Copyright **`(c)`** 2023 Giovanni Squillero `<giovanni.squillero@polito.it>`  
[`https://github.com/squillero/computational-intelligence`](https://github.com/squillero/computational-intelligence)  
Free for personal or classroom use; see [`LICENSE.md`](https://github.com/squillero/computational-intelligence/blob/master/LICENSE.md) for details.  

# LAB10

Use reinforcement learning to devise a tic-tac-toe player.

### Deadlines:

* Submission: [Dies Natalis Solis Invicti](https://en.wikipedia.org/wiki/Sol_Invictus)
* Reviews: [Befana](https://en.wikipedia.org/wiki/Befana)

Notes:

* Reviews will be assigned  on Monday, December 4
* You need to commit in order to be selected as a reviewer (ie. better to commit an empty work than not to commit)

In [2]:
import numpy as np
import itertools
from tqdm import tqdm
import random

# Tic Tac Toe Implementation

In [3]:
class TicTacToe:
    def __init__(self):
        self._board = np.array([[0, 0, 0], [0, 0, 0], [0, 0, 0]])

    def reset(self):
        self._board = np.array([[0, 0, 0], [0, 0, 0], [0, 0, 0]])
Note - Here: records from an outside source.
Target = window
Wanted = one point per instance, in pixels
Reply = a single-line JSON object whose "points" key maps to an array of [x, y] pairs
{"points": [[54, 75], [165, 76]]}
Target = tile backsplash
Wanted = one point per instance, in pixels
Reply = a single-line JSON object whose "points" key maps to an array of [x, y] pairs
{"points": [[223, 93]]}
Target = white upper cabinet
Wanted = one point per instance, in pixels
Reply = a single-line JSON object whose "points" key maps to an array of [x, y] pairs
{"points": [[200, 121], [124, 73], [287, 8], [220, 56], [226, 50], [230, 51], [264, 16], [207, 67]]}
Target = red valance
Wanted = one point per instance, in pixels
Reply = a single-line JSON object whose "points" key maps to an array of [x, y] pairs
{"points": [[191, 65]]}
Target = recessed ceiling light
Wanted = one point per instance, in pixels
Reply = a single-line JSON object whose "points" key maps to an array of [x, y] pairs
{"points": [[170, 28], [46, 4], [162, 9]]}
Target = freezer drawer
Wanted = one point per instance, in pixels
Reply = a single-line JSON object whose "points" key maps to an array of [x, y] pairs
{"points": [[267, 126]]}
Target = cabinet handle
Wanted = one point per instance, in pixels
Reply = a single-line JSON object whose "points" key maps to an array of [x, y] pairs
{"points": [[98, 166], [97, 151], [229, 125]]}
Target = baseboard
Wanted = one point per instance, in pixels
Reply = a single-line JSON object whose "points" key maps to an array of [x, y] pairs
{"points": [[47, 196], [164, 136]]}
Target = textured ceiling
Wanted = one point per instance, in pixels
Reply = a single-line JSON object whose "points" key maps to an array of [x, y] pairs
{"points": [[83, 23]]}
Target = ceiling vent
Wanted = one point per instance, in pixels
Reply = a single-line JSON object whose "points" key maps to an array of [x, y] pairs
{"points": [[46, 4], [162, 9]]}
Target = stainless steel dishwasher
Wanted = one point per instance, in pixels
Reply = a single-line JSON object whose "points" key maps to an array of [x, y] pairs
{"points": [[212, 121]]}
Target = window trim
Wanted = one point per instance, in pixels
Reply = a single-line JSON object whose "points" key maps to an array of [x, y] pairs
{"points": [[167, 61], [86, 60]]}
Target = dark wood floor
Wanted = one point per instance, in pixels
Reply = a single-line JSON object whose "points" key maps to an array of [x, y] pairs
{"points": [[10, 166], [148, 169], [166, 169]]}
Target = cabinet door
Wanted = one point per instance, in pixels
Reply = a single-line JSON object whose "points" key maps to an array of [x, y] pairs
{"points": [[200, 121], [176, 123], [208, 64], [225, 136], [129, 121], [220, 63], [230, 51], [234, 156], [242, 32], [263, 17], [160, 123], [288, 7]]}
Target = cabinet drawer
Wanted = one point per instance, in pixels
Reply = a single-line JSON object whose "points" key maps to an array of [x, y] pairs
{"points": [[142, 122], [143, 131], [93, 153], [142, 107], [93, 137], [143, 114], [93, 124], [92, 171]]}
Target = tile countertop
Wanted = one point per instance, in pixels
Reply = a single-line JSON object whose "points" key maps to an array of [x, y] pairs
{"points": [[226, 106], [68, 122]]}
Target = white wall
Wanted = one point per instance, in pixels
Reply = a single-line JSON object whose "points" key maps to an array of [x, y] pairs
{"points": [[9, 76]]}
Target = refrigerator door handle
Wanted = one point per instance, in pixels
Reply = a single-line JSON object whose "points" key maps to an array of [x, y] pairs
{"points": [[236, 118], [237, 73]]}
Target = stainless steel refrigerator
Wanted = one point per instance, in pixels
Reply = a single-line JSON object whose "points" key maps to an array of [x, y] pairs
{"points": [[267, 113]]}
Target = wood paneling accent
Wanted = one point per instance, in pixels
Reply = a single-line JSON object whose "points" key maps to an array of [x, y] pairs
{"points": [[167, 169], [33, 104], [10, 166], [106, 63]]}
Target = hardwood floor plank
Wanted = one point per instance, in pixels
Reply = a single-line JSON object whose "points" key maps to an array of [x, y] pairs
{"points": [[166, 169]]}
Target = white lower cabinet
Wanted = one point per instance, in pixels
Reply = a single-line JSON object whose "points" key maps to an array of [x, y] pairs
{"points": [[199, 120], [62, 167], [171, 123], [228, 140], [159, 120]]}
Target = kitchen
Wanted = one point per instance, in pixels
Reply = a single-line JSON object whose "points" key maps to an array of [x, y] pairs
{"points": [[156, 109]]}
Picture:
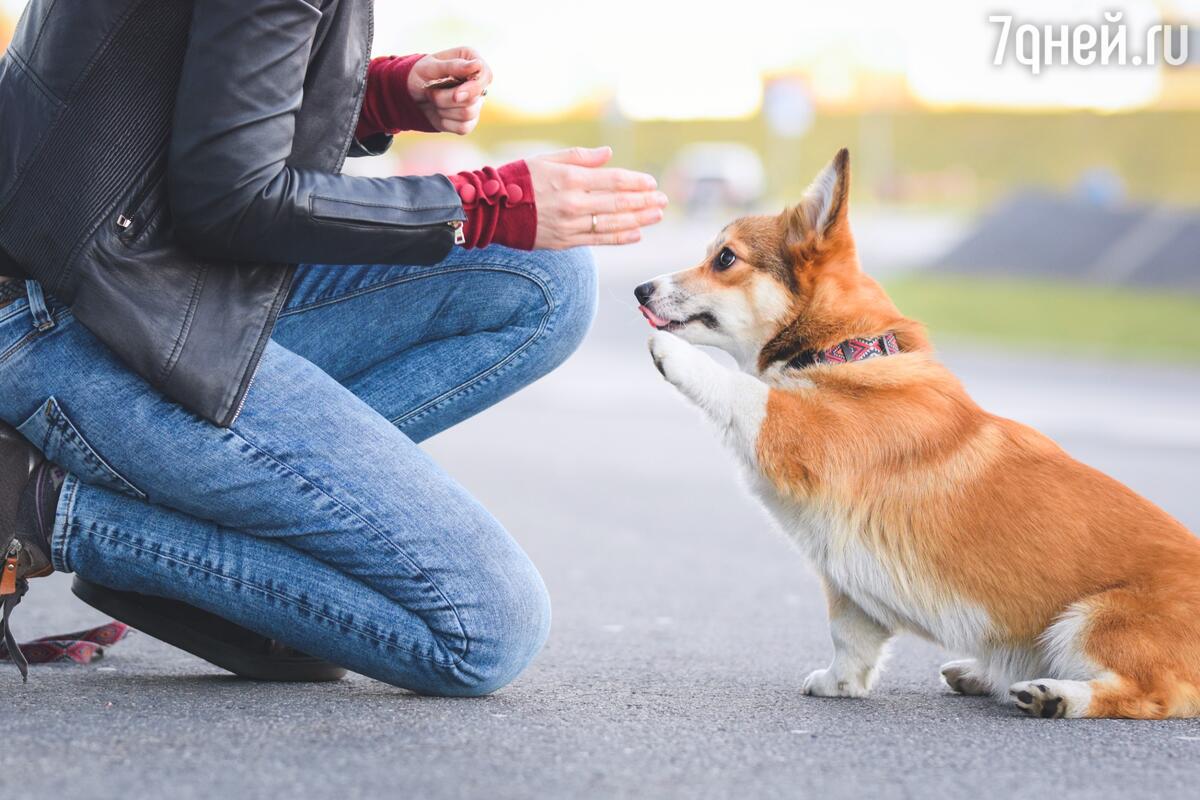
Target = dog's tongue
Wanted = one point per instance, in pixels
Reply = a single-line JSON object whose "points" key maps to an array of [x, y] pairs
{"points": [[652, 318]]}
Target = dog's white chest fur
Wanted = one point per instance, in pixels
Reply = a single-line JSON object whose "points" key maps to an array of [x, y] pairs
{"points": [[885, 588]]}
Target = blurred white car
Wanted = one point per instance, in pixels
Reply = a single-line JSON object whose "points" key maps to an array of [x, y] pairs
{"points": [[715, 176]]}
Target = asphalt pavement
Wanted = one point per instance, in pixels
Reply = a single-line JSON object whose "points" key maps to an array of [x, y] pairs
{"points": [[683, 627]]}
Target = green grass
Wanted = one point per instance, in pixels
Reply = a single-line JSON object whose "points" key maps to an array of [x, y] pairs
{"points": [[1097, 320]]}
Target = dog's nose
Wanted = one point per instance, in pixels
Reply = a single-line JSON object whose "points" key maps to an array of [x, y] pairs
{"points": [[643, 293]]}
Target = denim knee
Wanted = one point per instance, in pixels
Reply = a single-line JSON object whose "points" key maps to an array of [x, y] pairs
{"points": [[574, 295], [505, 629]]}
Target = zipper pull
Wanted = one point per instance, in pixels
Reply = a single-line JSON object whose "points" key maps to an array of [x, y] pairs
{"points": [[9, 577]]}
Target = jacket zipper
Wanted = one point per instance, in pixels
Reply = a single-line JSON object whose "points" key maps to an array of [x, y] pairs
{"points": [[9, 579], [126, 222]]}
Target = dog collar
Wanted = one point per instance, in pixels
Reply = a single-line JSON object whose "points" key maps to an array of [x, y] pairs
{"points": [[857, 349]]}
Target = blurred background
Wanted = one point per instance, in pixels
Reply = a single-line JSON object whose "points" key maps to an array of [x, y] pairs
{"points": [[1045, 227]]}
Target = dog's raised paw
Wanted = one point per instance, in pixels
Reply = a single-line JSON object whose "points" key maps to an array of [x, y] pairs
{"points": [[1038, 698], [823, 683], [671, 355]]}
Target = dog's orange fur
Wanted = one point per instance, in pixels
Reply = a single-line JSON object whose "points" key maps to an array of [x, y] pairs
{"points": [[985, 509]]}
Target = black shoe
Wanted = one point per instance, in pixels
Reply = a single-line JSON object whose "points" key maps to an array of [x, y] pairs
{"points": [[210, 637], [22, 547]]}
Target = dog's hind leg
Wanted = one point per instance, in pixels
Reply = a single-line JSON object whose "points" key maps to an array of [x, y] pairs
{"points": [[858, 648], [733, 401], [965, 677], [1141, 650]]}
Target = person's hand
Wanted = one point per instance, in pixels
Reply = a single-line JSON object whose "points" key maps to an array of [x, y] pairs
{"points": [[579, 203], [454, 109]]}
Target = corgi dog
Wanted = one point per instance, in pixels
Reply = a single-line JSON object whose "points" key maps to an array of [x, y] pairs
{"points": [[1071, 595]]}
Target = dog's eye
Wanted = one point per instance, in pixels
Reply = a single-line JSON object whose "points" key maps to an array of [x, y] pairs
{"points": [[725, 258]]}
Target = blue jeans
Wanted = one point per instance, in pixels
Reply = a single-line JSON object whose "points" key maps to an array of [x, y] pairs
{"points": [[316, 519]]}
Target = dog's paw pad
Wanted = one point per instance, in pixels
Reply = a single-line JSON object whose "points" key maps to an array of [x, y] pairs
{"points": [[1038, 699], [825, 684]]}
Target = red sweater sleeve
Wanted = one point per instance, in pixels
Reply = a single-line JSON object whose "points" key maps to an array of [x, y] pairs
{"points": [[499, 205], [387, 104]]}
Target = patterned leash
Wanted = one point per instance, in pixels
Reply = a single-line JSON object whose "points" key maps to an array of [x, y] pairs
{"points": [[81, 647]]}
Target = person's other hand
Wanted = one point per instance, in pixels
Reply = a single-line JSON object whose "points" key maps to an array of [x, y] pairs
{"points": [[581, 203], [454, 109]]}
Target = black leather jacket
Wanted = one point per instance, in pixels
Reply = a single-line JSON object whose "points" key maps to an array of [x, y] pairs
{"points": [[163, 163]]}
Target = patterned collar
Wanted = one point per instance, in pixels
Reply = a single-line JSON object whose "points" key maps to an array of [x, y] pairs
{"points": [[857, 349]]}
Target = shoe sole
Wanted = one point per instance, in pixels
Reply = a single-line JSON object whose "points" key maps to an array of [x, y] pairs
{"points": [[125, 607]]}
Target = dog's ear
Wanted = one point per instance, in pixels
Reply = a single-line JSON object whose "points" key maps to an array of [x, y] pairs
{"points": [[825, 206]]}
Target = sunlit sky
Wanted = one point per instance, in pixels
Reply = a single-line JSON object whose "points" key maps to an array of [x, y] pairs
{"points": [[669, 59]]}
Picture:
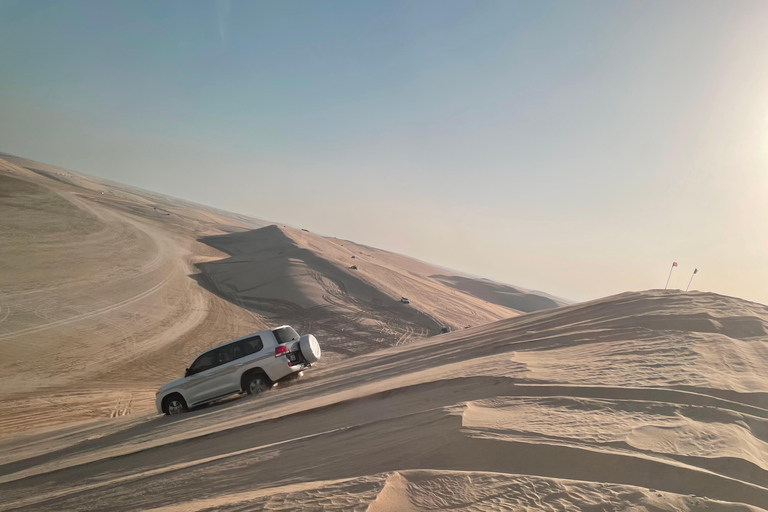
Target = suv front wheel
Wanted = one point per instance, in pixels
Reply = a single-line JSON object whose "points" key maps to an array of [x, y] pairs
{"points": [[174, 404]]}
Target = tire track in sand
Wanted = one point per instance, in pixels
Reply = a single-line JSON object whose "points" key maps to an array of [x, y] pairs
{"points": [[91, 314]]}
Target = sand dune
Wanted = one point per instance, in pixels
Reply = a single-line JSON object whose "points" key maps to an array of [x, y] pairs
{"points": [[108, 291], [496, 417]]}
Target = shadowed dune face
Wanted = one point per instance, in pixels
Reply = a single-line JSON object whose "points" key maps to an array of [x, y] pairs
{"points": [[108, 292], [595, 406], [308, 281]]}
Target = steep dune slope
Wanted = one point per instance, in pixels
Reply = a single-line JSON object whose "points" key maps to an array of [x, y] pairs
{"points": [[643, 401], [309, 281]]}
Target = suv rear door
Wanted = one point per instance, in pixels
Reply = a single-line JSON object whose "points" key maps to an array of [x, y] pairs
{"points": [[197, 382]]}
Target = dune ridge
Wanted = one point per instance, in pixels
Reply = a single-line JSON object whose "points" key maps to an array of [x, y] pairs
{"points": [[108, 291], [460, 420]]}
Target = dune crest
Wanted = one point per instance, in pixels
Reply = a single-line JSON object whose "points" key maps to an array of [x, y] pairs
{"points": [[491, 418]]}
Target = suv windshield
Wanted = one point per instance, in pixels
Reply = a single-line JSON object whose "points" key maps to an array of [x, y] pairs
{"points": [[286, 334]]}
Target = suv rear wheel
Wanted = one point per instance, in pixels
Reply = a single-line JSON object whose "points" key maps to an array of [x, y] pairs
{"points": [[256, 384]]}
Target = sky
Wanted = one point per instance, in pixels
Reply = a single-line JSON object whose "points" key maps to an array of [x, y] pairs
{"points": [[577, 148]]}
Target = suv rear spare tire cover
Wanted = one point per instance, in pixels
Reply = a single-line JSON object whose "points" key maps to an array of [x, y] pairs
{"points": [[310, 348]]}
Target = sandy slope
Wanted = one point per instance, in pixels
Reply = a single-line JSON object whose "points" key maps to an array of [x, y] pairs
{"points": [[107, 292], [642, 401]]}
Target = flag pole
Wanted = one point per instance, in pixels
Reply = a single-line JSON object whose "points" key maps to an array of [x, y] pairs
{"points": [[670, 274], [691, 280]]}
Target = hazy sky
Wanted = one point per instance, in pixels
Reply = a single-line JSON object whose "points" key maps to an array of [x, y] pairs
{"points": [[572, 147]]}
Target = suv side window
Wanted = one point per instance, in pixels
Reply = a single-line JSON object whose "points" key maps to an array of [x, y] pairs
{"points": [[251, 345], [228, 353], [202, 363]]}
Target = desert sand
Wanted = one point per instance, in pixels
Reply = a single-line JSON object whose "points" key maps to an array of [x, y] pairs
{"points": [[643, 401], [654, 400], [108, 291]]}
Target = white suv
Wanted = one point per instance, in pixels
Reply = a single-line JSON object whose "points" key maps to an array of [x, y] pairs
{"points": [[251, 364]]}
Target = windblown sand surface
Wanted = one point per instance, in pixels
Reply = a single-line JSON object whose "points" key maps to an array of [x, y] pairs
{"points": [[644, 401], [107, 292]]}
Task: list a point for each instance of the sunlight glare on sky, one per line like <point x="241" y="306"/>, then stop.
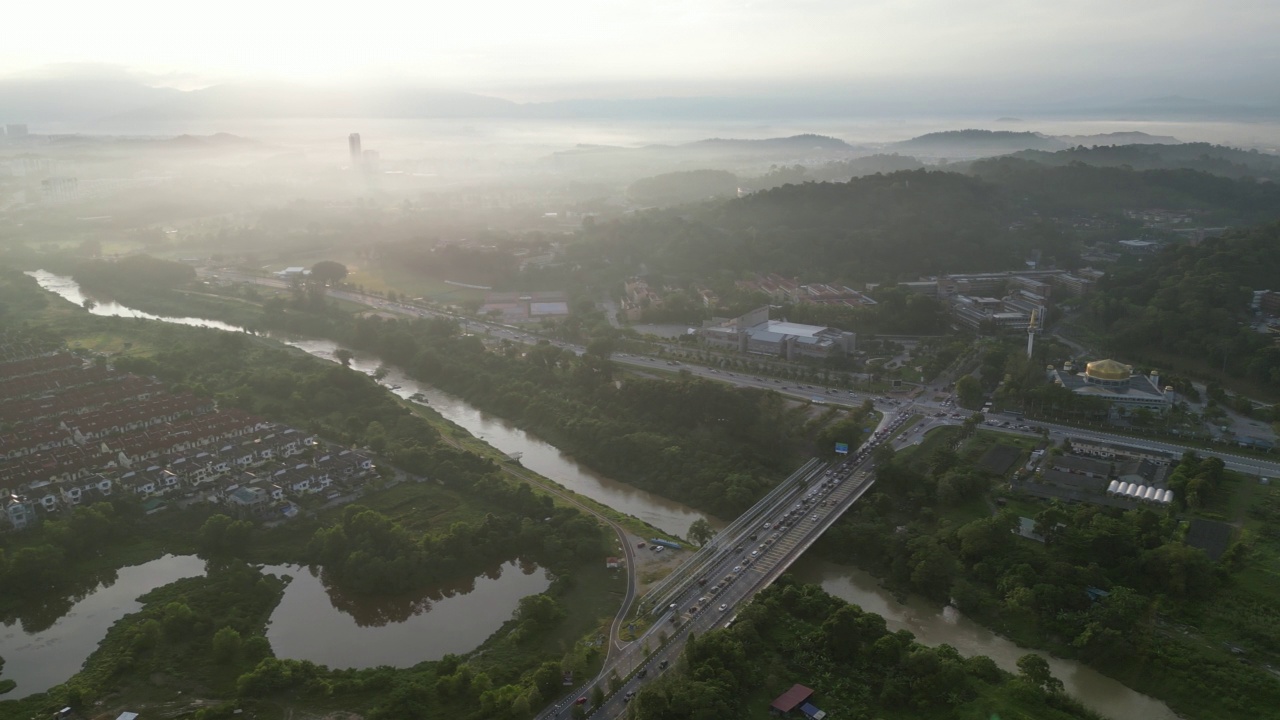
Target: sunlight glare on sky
<point x="503" y="42"/>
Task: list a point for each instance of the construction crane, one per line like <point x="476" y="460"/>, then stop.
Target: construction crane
<point x="1031" y="331"/>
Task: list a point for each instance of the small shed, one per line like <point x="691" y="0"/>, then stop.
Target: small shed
<point x="791" y="700"/>
<point x="810" y="711"/>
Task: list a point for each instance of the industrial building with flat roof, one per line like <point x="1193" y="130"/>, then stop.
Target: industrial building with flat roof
<point x="754" y="332"/>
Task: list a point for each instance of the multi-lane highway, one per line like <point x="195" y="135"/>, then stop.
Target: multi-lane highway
<point x="739" y="563"/>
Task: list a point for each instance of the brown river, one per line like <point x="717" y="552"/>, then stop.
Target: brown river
<point x="314" y="623"/>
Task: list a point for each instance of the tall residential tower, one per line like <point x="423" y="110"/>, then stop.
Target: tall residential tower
<point x="357" y="158"/>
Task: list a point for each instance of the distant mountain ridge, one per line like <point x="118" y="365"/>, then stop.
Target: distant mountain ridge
<point x="978" y="142"/>
<point x="1118" y="139"/>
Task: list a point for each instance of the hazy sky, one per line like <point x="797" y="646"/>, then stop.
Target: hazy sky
<point x="547" y="48"/>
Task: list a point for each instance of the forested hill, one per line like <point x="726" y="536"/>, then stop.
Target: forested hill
<point x="1192" y="302"/>
<point x="1086" y="188"/>
<point x="1215" y="159"/>
<point x="871" y="227"/>
<point x="913" y="223"/>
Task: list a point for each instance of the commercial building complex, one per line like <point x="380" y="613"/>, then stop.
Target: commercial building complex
<point x="754" y="332"/>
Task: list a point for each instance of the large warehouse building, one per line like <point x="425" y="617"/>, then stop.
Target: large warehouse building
<point x="757" y="333"/>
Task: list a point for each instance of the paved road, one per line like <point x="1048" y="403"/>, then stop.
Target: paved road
<point x="745" y="563"/>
    def add_x(self, pos: tuple[int]):
        assert self._board[pos[0]][pos[1]] == 0
        self._board[pos[0]][pos[1]] = 1

    def add_o(self, pos: tuple[int]):
        assert self._board[pos[0]][pos[1]] == 0
        self._board[pos[0]][pos[1]] = -1

    def check_pos(self, player, pos):
        target = 3 if player == "X" else -3
        center = (1, 1)
        right_diag = {(0, 0), (2, 2)}
        left_diag = {(0, 2), (2, 0)}
        # checking row and column
        if self._board[pos[0], :].sum() == target or self._board[:, pos[1]].sum() == target:
            return True
        # check right_diag
        if pos in right_diag or pos == center:
            if sum([self._board[dx, dy] for dx, dy in [(0,0), (1, 1), (2, 2)]]) == target:
                return True
        # check left_diag
        if pos in right_diag or pos == center:
            if sum([self._board[dx, dy] for dx, dy in [(0,2), (1, 1), (2, 0)]]) == target:
                return True
        return False

    def check(self):
        rows = self._board.sum(axis = 0)
        cols = self._board.sum(axis = 1)
        if(np.any((rows == 3)) or  np.any((cols == 3))
                or sum([self._board[dx, dy] for dx, dy in [(0,0), (1, 1), (2, 2)]]) == 3
                or sum([self._board[dx, dy] for dx, dy in [(0,2), (1, 1), (2, 0)]]) == 3):
            return 1
        if(np.any((rows == -3)) or  np.any((cols == -3))
                or sum([self._board[dx, dy] for dx, dy in [(0,0), (1, 1), (2, 2)]]) == -3
                or sum([self._board[dx, dy] for dx, dy in [(0,2), (1, 1), (2, 0)]]) == -3):
            return -1
        return 0

    def copy(self):
        bd_copy = self._board.copy()
        new_game = TicTacToe()
        new_game._board = bd_copy
        return new_game

    def next_moves(self):
        return [(i, j) for j in range(3) for i in range(3) if self._board[i, j] == 0]

    def __str__(self):
        mapping = {0: "_", 1: "X", -1: "O"}
        pretty = [[0, 0, 0], [0, 0, 0], [0, 0, 0]]
        for i in range(3):
            for j in range(3):
                pretty[i][j] = mapping[self._board[i, j]]
        return "\n".join(["|".join(el) for el in pretty])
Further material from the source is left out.